Justice for the Internet by K. Lloyd Billingsley at TCS provides a good overview of what the net neutrality debate is all about.

On the one side are those who think the internet should be ‘free’ and the crass corporate greedy types shouldn’t get their greasy hands on it. Everyone should be able to have a good internet connection and be able to do with it whatever they want. They shouldn’t be penalized by pricing schemes or other barriers that limit how and what they use the net for.

On the other hand there are the capitalists. They think that those who provide internet services should be able to price their products and services as the market allows. They think providers should be able to charge the use who wants video all day more than the user who needs the I’net only for occasional e-mail. They should be allowed to charge more for high priority traffic, like VOIP, than for low priority traffic like software downloads.

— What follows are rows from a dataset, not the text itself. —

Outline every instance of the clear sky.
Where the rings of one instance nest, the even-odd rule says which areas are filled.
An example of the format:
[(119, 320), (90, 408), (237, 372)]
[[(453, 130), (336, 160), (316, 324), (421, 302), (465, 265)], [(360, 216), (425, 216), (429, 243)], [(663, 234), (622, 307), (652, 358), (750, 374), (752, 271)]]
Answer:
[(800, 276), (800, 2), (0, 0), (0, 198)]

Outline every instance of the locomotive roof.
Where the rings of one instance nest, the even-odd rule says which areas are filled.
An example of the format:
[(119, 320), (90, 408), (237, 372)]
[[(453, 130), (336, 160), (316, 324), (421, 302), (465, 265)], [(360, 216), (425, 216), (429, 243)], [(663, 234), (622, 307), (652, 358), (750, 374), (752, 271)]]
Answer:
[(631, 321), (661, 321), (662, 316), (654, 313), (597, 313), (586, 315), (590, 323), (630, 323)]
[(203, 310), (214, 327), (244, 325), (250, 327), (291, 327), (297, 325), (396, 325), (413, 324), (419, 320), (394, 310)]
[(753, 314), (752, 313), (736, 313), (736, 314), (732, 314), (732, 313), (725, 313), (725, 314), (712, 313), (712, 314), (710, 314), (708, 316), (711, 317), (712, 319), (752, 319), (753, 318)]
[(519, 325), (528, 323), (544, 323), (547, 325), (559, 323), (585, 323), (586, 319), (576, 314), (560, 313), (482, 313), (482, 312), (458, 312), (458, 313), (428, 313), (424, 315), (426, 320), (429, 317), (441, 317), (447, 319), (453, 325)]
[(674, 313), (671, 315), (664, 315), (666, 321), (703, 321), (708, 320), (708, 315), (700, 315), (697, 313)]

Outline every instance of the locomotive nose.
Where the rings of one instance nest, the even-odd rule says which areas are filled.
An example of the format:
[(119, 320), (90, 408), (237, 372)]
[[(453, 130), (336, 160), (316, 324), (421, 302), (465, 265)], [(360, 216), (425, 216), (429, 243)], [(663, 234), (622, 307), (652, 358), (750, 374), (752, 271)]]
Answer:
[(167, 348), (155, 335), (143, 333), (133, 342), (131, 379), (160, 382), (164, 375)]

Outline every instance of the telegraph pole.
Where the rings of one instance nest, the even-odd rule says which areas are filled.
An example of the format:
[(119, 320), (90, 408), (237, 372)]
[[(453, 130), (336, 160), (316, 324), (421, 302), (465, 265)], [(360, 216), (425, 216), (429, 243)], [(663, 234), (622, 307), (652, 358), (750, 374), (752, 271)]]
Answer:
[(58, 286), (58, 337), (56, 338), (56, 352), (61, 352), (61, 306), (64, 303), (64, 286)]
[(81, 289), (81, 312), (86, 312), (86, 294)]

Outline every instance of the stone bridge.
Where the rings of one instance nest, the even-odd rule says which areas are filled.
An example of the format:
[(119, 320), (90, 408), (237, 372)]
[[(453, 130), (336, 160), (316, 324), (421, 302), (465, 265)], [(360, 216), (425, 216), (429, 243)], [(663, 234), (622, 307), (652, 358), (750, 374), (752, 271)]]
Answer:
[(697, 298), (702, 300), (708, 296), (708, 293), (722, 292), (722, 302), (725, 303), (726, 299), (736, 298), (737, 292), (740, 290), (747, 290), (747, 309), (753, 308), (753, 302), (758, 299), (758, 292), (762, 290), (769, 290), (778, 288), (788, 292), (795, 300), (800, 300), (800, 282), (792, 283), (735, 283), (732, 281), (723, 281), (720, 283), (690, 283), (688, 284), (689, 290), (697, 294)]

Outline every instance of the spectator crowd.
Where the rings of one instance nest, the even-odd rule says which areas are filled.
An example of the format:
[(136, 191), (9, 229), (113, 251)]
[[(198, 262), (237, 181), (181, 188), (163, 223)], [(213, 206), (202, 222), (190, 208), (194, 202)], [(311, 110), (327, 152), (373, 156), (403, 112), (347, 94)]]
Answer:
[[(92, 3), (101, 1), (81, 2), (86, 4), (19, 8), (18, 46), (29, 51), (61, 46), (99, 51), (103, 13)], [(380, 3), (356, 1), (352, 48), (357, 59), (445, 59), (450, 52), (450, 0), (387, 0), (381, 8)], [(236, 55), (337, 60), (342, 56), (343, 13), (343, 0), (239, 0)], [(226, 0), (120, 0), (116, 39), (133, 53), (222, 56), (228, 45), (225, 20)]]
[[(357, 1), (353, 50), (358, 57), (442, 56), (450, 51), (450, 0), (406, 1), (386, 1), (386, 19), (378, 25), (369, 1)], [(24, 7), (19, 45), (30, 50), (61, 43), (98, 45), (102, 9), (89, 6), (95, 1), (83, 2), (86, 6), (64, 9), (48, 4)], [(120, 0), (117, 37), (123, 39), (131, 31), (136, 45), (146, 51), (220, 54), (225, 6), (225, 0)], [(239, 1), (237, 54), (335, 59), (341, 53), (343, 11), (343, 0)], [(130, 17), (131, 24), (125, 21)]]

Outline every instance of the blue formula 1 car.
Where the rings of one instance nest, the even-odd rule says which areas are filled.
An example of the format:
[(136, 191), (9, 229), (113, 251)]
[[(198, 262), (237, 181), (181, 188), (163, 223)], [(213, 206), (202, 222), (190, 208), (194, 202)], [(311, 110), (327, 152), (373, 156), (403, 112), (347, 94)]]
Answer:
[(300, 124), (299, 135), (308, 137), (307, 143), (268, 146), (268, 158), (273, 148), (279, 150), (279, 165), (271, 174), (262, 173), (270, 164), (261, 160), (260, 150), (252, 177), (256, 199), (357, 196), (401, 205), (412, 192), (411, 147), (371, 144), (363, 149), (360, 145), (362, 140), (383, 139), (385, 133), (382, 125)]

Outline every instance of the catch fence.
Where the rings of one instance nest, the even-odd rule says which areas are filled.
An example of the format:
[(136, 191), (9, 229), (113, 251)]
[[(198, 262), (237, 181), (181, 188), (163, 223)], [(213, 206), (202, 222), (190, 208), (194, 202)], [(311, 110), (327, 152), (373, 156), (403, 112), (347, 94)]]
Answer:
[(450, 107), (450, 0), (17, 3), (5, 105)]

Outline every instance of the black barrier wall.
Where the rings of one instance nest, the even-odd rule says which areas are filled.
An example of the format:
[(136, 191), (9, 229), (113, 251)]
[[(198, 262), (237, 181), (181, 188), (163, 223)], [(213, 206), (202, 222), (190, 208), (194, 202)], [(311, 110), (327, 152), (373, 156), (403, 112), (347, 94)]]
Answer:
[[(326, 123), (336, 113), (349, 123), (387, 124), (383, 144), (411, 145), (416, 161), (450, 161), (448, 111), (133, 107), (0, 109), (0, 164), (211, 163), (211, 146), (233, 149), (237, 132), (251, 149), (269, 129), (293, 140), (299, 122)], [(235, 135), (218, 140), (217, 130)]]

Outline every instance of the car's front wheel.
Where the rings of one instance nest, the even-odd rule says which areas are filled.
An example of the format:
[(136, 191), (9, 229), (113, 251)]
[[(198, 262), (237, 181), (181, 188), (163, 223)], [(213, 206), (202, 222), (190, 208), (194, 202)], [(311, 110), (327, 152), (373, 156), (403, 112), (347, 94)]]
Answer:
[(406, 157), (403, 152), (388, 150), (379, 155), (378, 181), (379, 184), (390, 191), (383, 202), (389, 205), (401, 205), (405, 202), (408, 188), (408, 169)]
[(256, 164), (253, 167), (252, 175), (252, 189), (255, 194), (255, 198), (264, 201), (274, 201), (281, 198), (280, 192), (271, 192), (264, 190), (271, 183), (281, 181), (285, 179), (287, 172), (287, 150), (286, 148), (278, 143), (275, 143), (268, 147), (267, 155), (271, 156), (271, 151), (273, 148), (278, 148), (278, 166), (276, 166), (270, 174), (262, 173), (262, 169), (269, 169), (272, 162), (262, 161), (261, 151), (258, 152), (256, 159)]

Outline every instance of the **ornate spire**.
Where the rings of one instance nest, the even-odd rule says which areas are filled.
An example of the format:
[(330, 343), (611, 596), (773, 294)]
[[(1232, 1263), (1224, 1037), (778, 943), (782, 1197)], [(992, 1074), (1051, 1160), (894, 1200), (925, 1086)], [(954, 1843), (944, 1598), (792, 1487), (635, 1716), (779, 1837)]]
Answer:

Billingsley tends towards the capitalists’ view.

Net neutrality means government regulation of the Internet, specifically a prohibition of differential charges for priority traffic. … In the lexicon of net neutrality, differential or priority pricing is called “discrimination,” … Net neutrality is the latest slogan of the “digital divide,” the notion that new technology instantly creates new legions of haves and have-nots, an emergency situation caused by the market and requiring new regulation.

Anytime there is a lot of emotional verbiage that promotes governmental regulation to even things out there should be concern. Taken to extreme, that path is towards socialism. “Net neutrality” is a good example of phrases that are loaded with more emotion than logic. Take head!